Le gouvernement israélien lance une offensive législative de dernière minute à l'approche des prochaines élections
Ce projet de loi comprend plusieurs mesures très controversées concernant la conscription au sein des Forces de défense israéliennes (FDI) et les réformes judiciaires
Le gouvernement israélien a lancé cette semaine une vaste offensive législative visant à faire adopter à la hâte plusieurs projets de loi avant la dissolution prévue de la Knesset le 17 juillet, qui mettra fin à la plupart des activités législatives en attendant les nouvelles élections, actuellement toujours prévues pour le 27 octobre.
Parmi ces projets de loi figuraient plusieurs textes très controversés, dont certains faisaient partie des plans initiaux de réforme judiciaire du gouvernement, et d’autres qui feraient partie d’un accord entre le Premier ministre Benjamin Netanyahu et les partis ultra-orthodoxes, lesquels ont accepté de soutenir la nouvelle législation de la coalition en échange de lois limitant les arrestations des réfractaires à la conscription.
Le projet de loi sans doute le plus controversé a été adopté lundi soir : une loi instituant une commission d’enquête nommée à des fins politiques chargée d’examiner les défaillances liées à l’invasion et au massacre perpétrés par le Hamas le 7 octobre, plutôt que la traditionnelle commission d’enquête d’État.
L’opposition s’est engagée à boycotter cette législation et à ne pas participer à la sélection des membres de la commission, ce qui signifie que celle-ci ne serait probablement composée que de candidats de la coalition. Toutefois, selon Ynet News, il est peu probable que la loi passe les deuxième et troisième lectures avant les élections.
Un autre projet de loi, qui devait constituer un élément clé de la lutte menée par le gouvernement pour affaiblir le système judiciaire, n’a été approuvé que partiellement.
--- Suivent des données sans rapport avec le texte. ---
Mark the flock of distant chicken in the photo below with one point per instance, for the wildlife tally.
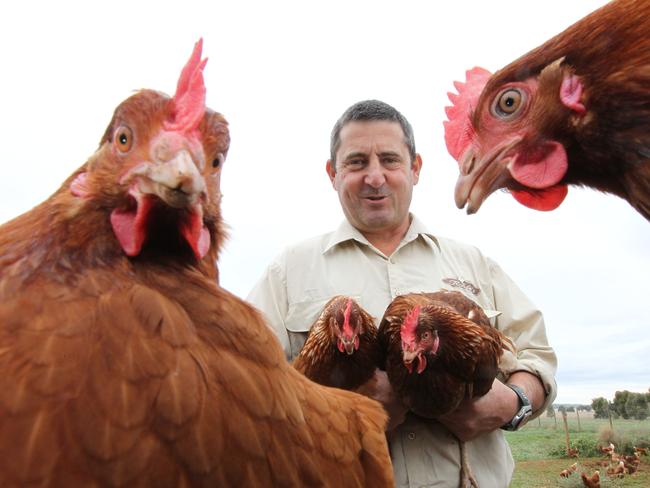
(618, 465)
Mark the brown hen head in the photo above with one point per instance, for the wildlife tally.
(157, 171)
(563, 114)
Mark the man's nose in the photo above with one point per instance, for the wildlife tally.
(375, 177)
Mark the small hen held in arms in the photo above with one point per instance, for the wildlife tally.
(441, 349)
(341, 350)
(574, 111)
(124, 363)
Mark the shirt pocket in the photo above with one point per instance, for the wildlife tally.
(301, 316)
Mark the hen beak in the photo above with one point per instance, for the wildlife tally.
(177, 182)
(348, 344)
(480, 176)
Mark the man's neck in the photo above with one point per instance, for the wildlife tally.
(387, 241)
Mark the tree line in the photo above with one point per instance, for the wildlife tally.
(626, 404)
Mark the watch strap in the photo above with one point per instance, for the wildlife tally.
(524, 412)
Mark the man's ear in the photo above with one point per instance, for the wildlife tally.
(331, 172)
(416, 166)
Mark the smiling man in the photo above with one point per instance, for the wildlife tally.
(380, 251)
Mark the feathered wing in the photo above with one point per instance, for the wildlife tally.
(133, 386)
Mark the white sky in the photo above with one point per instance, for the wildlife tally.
(282, 72)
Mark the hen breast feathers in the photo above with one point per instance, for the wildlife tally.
(118, 370)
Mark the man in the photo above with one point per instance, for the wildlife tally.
(381, 251)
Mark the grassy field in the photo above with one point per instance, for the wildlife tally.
(539, 451)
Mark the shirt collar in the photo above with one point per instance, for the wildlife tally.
(346, 232)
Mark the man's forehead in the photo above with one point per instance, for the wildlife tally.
(372, 136)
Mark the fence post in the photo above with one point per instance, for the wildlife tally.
(566, 431)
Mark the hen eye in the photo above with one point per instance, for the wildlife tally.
(216, 162)
(123, 138)
(508, 103)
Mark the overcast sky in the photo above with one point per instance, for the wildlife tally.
(282, 72)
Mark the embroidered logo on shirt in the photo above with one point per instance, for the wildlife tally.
(465, 285)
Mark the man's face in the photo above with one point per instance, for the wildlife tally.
(374, 175)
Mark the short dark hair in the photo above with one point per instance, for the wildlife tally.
(367, 110)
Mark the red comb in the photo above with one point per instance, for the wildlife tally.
(347, 330)
(458, 130)
(407, 331)
(189, 100)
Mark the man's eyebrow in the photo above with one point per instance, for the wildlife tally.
(356, 154)
(389, 153)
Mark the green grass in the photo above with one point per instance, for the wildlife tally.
(539, 451)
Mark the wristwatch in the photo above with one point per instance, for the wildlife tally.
(525, 410)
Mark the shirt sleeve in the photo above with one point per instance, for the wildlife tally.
(269, 295)
(523, 322)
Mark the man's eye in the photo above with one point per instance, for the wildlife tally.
(355, 163)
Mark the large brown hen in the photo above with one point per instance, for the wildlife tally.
(440, 349)
(573, 111)
(341, 350)
(123, 363)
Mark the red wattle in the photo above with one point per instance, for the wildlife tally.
(544, 200)
(541, 166)
(196, 234)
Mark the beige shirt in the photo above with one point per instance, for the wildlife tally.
(299, 282)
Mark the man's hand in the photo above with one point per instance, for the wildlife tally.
(494, 409)
(378, 388)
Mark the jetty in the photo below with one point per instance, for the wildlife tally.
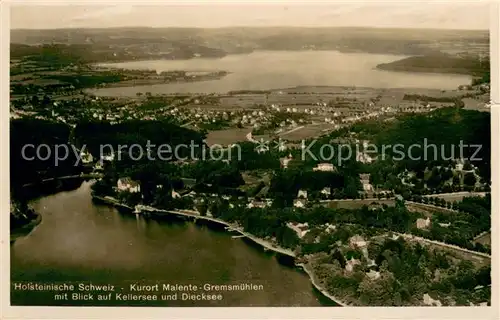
(194, 214)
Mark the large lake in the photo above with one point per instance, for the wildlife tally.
(262, 70)
(79, 241)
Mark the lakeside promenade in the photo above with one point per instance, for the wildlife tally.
(230, 227)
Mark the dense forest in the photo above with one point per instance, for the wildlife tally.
(440, 63)
(39, 160)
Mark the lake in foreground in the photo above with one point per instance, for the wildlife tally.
(267, 70)
(81, 242)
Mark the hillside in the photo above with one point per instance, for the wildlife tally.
(438, 63)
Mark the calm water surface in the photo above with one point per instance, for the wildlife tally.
(262, 70)
(81, 241)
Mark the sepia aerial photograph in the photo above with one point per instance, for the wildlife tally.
(250, 155)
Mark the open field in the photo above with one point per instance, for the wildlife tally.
(306, 132)
(227, 136)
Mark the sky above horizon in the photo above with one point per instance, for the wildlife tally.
(433, 14)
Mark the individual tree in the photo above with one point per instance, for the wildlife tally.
(470, 179)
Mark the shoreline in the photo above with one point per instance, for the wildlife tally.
(265, 244)
(318, 287)
(26, 229)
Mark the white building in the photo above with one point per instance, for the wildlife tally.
(373, 275)
(128, 185)
(86, 157)
(302, 194)
(357, 242)
(349, 267)
(423, 223)
(256, 204)
(299, 203)
(327, 167)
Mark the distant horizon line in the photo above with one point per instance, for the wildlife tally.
(250, 27)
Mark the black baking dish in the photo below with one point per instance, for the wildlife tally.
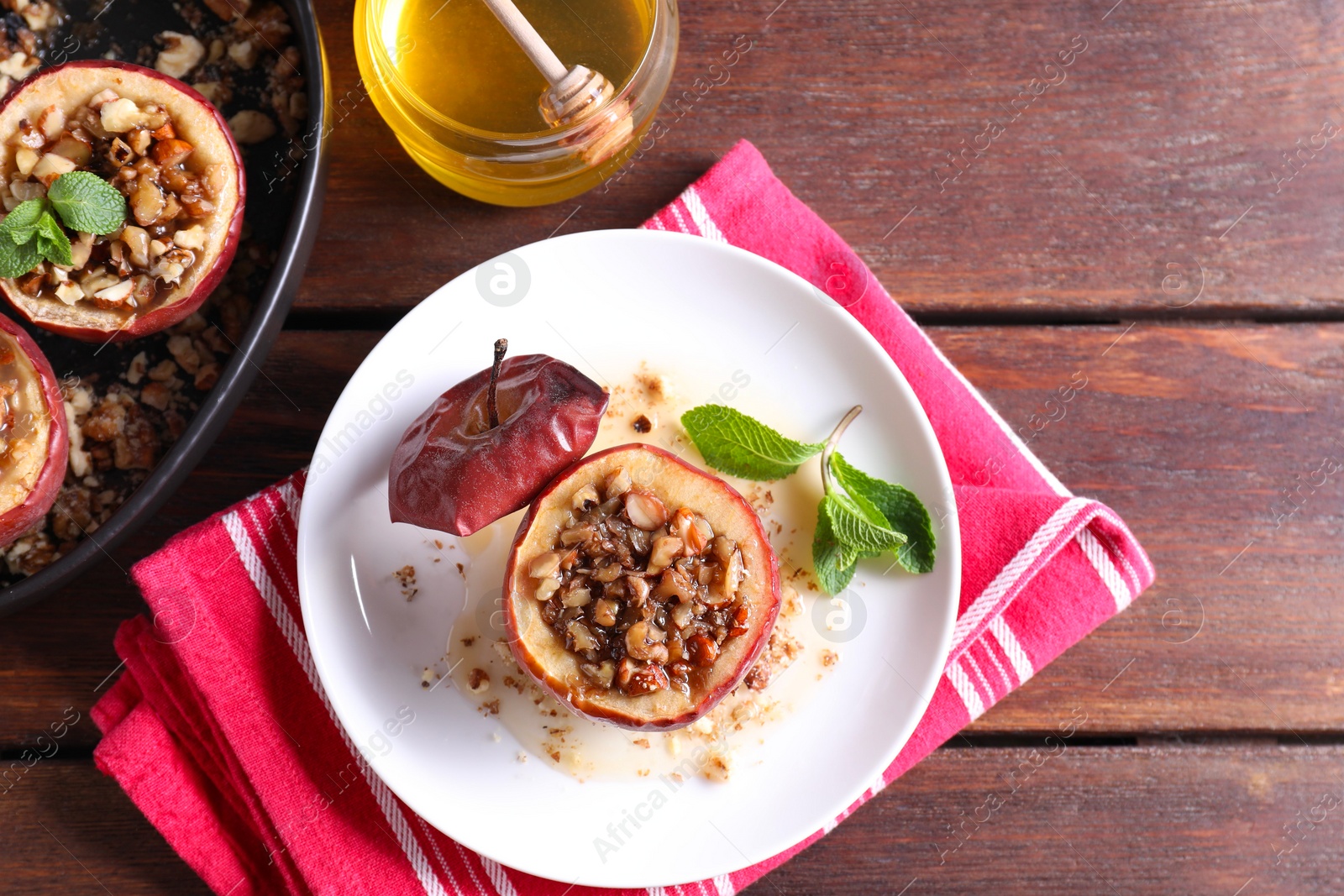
(286, 186)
Ce projet visait à scinder en deux la fonction de procureur général : d’une part, le conseiller juridique du gouvernement et, d’autre part, le procureur général.
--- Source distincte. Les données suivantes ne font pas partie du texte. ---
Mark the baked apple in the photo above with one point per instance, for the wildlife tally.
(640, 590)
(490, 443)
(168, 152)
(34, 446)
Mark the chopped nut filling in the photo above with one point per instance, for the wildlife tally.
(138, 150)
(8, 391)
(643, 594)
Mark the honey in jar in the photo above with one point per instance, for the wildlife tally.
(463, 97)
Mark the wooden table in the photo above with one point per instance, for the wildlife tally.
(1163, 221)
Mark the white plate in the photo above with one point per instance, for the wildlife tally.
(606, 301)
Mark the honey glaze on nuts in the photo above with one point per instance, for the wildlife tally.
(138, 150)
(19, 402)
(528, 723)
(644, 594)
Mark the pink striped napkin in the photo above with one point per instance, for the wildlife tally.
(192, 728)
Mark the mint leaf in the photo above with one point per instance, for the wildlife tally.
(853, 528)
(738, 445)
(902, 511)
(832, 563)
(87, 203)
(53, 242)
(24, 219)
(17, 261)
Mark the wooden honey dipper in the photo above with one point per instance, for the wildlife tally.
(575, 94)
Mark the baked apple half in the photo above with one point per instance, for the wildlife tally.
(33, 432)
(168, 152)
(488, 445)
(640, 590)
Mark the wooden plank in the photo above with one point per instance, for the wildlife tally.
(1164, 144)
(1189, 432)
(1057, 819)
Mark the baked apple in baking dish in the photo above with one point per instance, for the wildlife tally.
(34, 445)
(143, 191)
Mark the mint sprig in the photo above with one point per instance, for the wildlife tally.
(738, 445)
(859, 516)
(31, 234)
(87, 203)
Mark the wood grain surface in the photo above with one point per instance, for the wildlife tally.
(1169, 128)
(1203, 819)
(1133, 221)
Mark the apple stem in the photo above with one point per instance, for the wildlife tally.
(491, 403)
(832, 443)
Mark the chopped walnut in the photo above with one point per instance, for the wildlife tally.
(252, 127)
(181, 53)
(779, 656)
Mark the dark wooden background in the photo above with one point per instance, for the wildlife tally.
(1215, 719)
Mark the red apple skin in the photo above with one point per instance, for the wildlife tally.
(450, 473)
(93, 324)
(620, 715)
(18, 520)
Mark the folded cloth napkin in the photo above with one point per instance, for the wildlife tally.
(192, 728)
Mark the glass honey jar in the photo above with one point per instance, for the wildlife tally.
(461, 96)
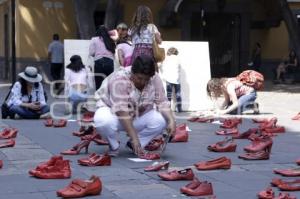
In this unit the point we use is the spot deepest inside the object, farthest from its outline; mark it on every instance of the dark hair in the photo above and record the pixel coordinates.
(143, 64)
(108, 42)
(55, 36)
(141, 18)
(76, 63)
(23, 83)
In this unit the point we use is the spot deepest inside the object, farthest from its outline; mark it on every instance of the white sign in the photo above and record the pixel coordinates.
(195, 63)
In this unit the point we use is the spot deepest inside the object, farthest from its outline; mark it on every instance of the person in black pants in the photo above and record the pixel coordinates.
(102, 49)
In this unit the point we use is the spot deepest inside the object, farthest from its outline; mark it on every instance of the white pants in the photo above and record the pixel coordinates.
(148, 126)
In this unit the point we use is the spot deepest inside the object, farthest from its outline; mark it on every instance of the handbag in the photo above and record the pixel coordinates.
(158, 52)
(4, 106)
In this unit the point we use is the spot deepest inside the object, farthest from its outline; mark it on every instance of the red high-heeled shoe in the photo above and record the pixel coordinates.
(9, 133)
(60, 123)
(48, 122)
(156, 166)
(8, 143)
(75, 150)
Toutefois, faute de temps, le projet de loi n’a été approuvé que partiellement et permettra désormais au gouvernement de ne pas tenir compte des avis juridiques du procureur général, de choisir de faire appel à ses propres représentants juridiques devant la Cour suprême et de mettre en place un mécanisme de contrôle à l’égard du procureur général.
Le gouvernement n’a cessé de critiquer la procureure générale pour s’être opposée à ses politiques et l’a accusée de tenter délibérément d’entraver ses activités législatives en recourant à ses avis juridiques contraignants. La version édulcorée du projet de loi devrait être définitivement adoptée la semaine prochaine.
Le prochain projet de loi est l’initiative tant vantée du ministre des Communications, Shlomo Karhi, visant à déréglementer le marché de la télévision, bien que ses détracteurs aient fait valoir qu’il conférerait au gouvernement davantage de pouvoir sur ce secteur.
Ce projet de loi réduirait considérablement la réglementation applicable aux nouvelles chaînes d’information télévisées, supprimerait les séparations légalement requises entre les propriétaires de chaînes de télévision et leurs divisions d’information, et créerait une application gérée par le gouvernement permettant aux citoyens d’accéder gratuitement aux chaînes d’information.
La députée du Likoud, Galit Distel-Atbaryan, a fait valoir que cette loi offrirait un plus grand choix aux Israéliens et que « les consommateurs ressentiraient immédiatement les effets de la baisse des prix ».
Toutefois, il n’est pas certain que la loi soit adoptée face à l’opposition des partis ultra-orthodoxes, qui critiquent le fait que la nouvelle application fonctionnerait le shabbat et contiendrait des contenus qu’ils jugent problématiques sur le plan religieux.
Une autre série de projets de loi a été présentée par les partis haredim, notamment le « projet de loi sur l’étude de la Torah », qui a suscité des condamnations pour avoir inclus des dispositions assimilant explicitement l’étude de la Torah au service militaire, bien qu’il ait été assoupli suite aux vives critiques émanant de la coalition.
Des experts juridiques se sont interrogés sur l’efficacité de ces nouvelles dispositions pour avoir des conséquences juridiques concrètes, même si les partis haredim espèrent qu’elles pourraient renforcer à l’avenir les arguments juridiques en faveur des exemptions du service militaire pour les étudiants des yeshivot. Il devrait être adopté la semaine prochaine.
Enfin, les partis haredim souhaitent faire avancer une proposition visant à réglementer le statut juridique des étudiants de yeshiva à temps plein, c’est-à-dire ceux pour qui « l’étude de la Torah est leur profession », et à suspendre leur arrestation pour insoumission au service militaire.
L’avancement de ce projet de loi et son adoption définitive sont considérés comme incertains avant les élections.